A CPJ review of the journalist fatalities found substantial evidence that two local journalists, Ferzat Jarban and Basil al-Sayed, were directly targeted by government forces.
(CPJ/IFEX) – 14 March 2012 – Weeks of sporadic protests seeking government reform burst into full-fledged unrest on March 15, 2011, when thousands of demonstrators gathered in four Syrian cities. Within days, authorities had cut off news media access to Daraa, a center of the unrest, beginning a sustained effort to shut down international news coverage of the uprising and the government’s increasingly violent crackdown. As the civilian death toll has reached well into the thousands, according to U.N. figures, the last four months have taken a particularly dark turn for the press. Eight local and international journalists have been killed on duty since November, at least five in circumstances that raise questions about government culpability. Yet one year after the Syrian uprising began, killing the messenger has not silenced the message.
A CPJ review of the journalist fatalities found substantial evidence that two local journalists, Ferzat Jarban and Basil al-Sayed, were directly targeted by government forces. In addition, circumstantial evidence and witness statements point to the possibility that government forces may have taken deliberate, hostile action against the press that led to the deaths of three international journalists, Gilles Jacquier, Marie Colvin and Rémi Ochlik.
The Assad government has denied targeting the press but has not hidden its hostility toward independent journalists, effectively barring international reporters from entering the country to report freely. Colvin and Ochlik, who like dozens of other international journalists smuggled themselves into Syria through Lebanon, “must be spies or have links to terrorist organizations,” Syrian state media asserted after their deaths. As recently as Saturday, the state-run SANA news agency said authorities were warning international journalists that anyone smuggled into the country would be held “legally responsible for their actions and any repercussions” and that “traveling with terrorists” would be considered “tantamount to terrorism.”

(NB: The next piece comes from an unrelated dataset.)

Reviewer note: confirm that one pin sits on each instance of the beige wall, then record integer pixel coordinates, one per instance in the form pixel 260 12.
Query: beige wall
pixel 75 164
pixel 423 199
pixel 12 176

CPJ interviews and news accounts show that foreign and local journalists hold a widespread belief that the government’s actions have raised the danger of reporting in a conflict area well beyond its normally high level. And numerous journalists who were with Jacquier when he was killed in January, and with Colvin and Ochlik when they were killed the next month, have said they believe the press was targeted by government forces.
“When I look back, it was an attack,” Paul Conroy told CBS News, describing a pattern of shelling that struck the makeshift press center in Homs, leaving him and French reporter Edith Bouvier injured and Colvin and Ochlik dead. A photographer for The Sunday Times of London and a British military veteran, Conroy told CBS, as he did other news outlets, that earlier shelling in the area had been random. “This” he said, “did what it was meant to do.”
And yet the effect on the press is not quite as it might seem. Syria, of course, remains very restricted and its coverage extremely limited. The international audience is largely reliant on two types of journalists: the local citizens-turned-videographers who have shot thousands of hours of footage, and the foreign journalists who have smuggled themselves into the country.
But these two groups appear to have sustained their level of coverage all through the deadly weeks of early 2012. This week, Anita McNaught of Al-Jazeera English and Paul Wood of the BBC have openly reported from within Syria. On Monday, Al-Jazeera English released McNaught’s special report on conditions in Idlib, now a central front in the conflict. CPJ research shows that at least 20 other international journalists have publicly identified themselves as having snuck into Syria in the last two months to report on the unrest. The actual number is certainly higher since many journalists have kept a low profile.
The local journalists are essentially citizens who have filled a void in independent domestic coverage, risking their lives to document the crackdown. Several of these citizen journalists have each uploaded hundreds of videos to YouTube and other online sites that depict the activities of government forces and the toll on the civilian population. Their footage has been picked up regularly by international and regional news organizations. The pan-Arab channels Al-Arabiya and Al-Jazeera have been using news reports from some of these local journalists, transmitting their words and images via Skype.
Javier Espinosa, a Spanish journalist who was with Colvin and Ochlik in Homs, told CPJ he was struck by the resolve of the local citizen journalists, “They did not stop working,” he said, “because some of their team was killed.”